Tal como está redactado el precepto, de él se deduce que se tiene que tratar de un arrepentimiento sincero y de una petición de perdón que tenga su origen en ese arrepentimiento, por lo que esos requisitos no se cumplen si el supuesto arrepentimiento y la petición de perdón son una mera farsa que únicamente enmascaran el deseo de poner fin a la ejecución de la cadena perpetua.

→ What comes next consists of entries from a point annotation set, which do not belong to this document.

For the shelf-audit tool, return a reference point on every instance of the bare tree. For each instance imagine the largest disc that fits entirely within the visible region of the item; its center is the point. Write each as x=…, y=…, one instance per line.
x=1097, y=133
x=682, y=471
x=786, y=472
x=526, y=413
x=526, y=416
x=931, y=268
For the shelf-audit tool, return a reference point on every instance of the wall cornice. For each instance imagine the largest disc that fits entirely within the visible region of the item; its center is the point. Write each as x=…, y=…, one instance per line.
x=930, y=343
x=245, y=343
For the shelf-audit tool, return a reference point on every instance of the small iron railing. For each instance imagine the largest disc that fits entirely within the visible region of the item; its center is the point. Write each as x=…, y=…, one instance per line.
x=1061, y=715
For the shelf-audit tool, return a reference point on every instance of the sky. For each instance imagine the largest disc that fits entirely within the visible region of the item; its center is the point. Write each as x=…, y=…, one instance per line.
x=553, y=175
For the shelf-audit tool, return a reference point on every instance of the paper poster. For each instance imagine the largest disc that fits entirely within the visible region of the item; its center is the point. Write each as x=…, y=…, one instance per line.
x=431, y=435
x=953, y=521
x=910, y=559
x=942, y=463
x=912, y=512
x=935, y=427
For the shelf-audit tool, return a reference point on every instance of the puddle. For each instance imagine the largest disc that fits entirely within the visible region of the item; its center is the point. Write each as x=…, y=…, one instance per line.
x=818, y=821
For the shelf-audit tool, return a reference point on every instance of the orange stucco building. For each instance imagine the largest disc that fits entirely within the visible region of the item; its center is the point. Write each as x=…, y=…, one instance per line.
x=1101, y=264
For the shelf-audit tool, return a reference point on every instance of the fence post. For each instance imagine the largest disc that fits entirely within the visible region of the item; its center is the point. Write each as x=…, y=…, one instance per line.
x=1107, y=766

Pero, por lo que recuerdo de mis libros de religión estudiados durante el bachillerato, en el sacramento de la confesión, para ser absuelto de los pecados mortales cometidos, basta con la atrición, esto es: con el arrepentimiento que no tiene su origen en el dolor por haber ofendido a Dios, sino simplemente en el temor a la condenación eterna con las penas del Infierno, de donde se sigue que, para la religión católica, el miedo al Infierno sirve para abrir las puertas del Cielo, mientras que en nuestro Código Penal el miedo a seguir en prisión no es suficiente para abrir las puertas de la cárcel.

Por otra parte, en Derecho penal rige el principio cogitationis poenam nemo patitur, es decir: que nadie puede ser castigado por los meros pensamientos, y como el arrepentimiento sincero es un mero pensamiento -que, por otra parte, el asesino terrorista tampoco puede controlar si lo siente o no-, de ahí que su concurrencia no debería tener relevancia alguna para que se decretara la suspensión de la pena de prisión perpetua.

Si se me permite expresar todo ello nuevamente con las ideas del Derecho penal de la Ilustración: la pena no persigue convertir al delincuente en una buena persona, sino que basta y sobra con que esa persona -buena o mala- no vaya a causar ningún daño a la sociedad mediante la lesión de bienes jurídicos.

Desde el Código Penal de 1995 -que ya representó un notable endurecimiento frente al Código anterior-, y si no llevo mal la cuenta, estas últimas reformas hacen el número 30. Y todas ellas han tenido un elemento común: el agravamiento de las penas y la creación de nuevos delitos, por lo que no hace falta ser un profeta para pronosticar que vendrán nuevas reformas y que serán todavía peores. Pero también profetizo: aunque tal vez sea clamar en el desierto, muchos seguiremos intentando que los argumentos ganen a la irracionalidad, que el Derecho penal esté informado por el principio de ultima ratio y que las penas no vayan nunca más allá de lo que sea estrictamente necesario para la defensa de la sociedad.